Now I know that an authorized dealer told you this, which I am not .. If you can take a pic of the piston then we (AS folks) could tell you how 'trashed' it is/looks.


----------



## GASoline71 (Apr 9, 2007)

BigAl said:


> So here is some advice from me to you, don't loan out your chain saw!!
> 
> -Al



Yup... sorry you had to learn that the hard way. I am asked a lot by friends if they can borrow my saws. I politely tell them no, but I will gladly come over and cut whatever needs to be cut for them. This way I ensure my saws are taken care of.... by me.

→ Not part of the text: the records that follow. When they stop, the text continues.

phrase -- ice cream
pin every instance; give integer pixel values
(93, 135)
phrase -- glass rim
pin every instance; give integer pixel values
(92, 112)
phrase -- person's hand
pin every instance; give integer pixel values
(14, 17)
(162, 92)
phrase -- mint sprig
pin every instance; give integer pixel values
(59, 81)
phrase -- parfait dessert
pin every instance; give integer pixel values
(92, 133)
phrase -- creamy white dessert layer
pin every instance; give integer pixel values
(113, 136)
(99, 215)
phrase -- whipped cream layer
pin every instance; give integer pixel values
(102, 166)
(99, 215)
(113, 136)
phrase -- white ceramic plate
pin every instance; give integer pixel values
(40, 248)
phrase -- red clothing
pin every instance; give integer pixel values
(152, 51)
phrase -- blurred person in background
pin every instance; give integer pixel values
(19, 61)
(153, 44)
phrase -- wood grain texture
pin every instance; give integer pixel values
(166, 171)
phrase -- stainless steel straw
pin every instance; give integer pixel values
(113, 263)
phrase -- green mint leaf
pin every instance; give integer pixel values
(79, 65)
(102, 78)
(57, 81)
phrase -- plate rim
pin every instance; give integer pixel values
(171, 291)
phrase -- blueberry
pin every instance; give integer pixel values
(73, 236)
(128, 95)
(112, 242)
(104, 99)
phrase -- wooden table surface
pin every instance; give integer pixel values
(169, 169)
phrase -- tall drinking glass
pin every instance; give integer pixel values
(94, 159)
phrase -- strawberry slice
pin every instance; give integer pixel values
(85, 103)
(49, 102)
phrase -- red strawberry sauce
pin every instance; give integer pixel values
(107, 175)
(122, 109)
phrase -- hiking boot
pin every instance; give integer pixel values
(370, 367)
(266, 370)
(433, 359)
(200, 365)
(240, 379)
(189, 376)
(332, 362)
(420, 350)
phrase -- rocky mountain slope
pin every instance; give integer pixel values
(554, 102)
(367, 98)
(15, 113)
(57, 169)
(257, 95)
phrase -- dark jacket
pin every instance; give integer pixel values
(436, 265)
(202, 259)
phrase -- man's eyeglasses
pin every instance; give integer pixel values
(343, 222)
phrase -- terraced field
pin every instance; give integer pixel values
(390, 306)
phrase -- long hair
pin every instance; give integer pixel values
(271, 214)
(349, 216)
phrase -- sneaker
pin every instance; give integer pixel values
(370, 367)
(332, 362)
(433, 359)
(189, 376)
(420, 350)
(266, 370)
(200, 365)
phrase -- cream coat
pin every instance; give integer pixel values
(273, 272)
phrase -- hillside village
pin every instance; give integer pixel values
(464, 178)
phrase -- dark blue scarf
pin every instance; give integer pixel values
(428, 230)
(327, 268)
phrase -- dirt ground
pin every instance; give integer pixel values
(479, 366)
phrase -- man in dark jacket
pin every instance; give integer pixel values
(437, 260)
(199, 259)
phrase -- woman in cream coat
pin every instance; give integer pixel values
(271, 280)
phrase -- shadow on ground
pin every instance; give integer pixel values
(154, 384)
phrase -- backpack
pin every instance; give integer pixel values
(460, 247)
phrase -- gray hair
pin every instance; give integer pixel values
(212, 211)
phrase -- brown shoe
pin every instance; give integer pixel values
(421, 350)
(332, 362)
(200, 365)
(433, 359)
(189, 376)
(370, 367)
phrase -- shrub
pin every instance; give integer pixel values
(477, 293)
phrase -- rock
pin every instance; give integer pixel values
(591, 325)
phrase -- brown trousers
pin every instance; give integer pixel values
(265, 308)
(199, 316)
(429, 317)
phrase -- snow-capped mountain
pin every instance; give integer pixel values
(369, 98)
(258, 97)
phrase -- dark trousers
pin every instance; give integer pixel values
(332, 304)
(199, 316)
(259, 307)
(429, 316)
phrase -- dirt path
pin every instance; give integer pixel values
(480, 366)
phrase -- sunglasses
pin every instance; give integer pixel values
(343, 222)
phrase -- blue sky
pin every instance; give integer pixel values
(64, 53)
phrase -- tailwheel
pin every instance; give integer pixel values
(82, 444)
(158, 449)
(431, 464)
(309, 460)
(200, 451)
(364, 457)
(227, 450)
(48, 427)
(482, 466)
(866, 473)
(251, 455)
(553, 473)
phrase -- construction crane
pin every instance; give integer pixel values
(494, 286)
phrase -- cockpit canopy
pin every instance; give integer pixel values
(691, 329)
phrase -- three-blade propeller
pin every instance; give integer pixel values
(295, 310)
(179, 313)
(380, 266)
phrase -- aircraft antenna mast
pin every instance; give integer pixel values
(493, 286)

Sorry to hear about your saw. 

Gary


----------



## Highclimber OR (Apr 9, 2007)

Yep, Saws, Hooks, Belt, none of these things should ever be loaned out. These or any combination of these are not cheap and are part of the "Bread and Butter" of any pro's world and can also be devastating to a homeowner. Luckily I was told when I was very young that no one takes care of your stuff like you do. Unfortunately that seems to be the case all too often. Sorry to hear about that, I would at least try to get whoever to at least go halves or bye me a new saw outright. Good luck.


----------



## precaud (Apr 9, 2007)

BigAl said:


> So here is some advice from me to you, don't loan out your chain saw!!
> -Al



Well here's a piece of advice for you - if you're going to come on to this board seeking help and sympathy, give us all the important information up front! You made it all sound like the dealer's fault. Sheesh.


----------



## GASoline71 (Apr 9, 2007)

precaud said:


> Well here's a piece of advice for you - if you're going to come on to this board seeking help and sympathy, give us all the important information up front! You made it all sound like the dealer's fault. Sheesh.



Throttle back a little mang... 

Gary


----------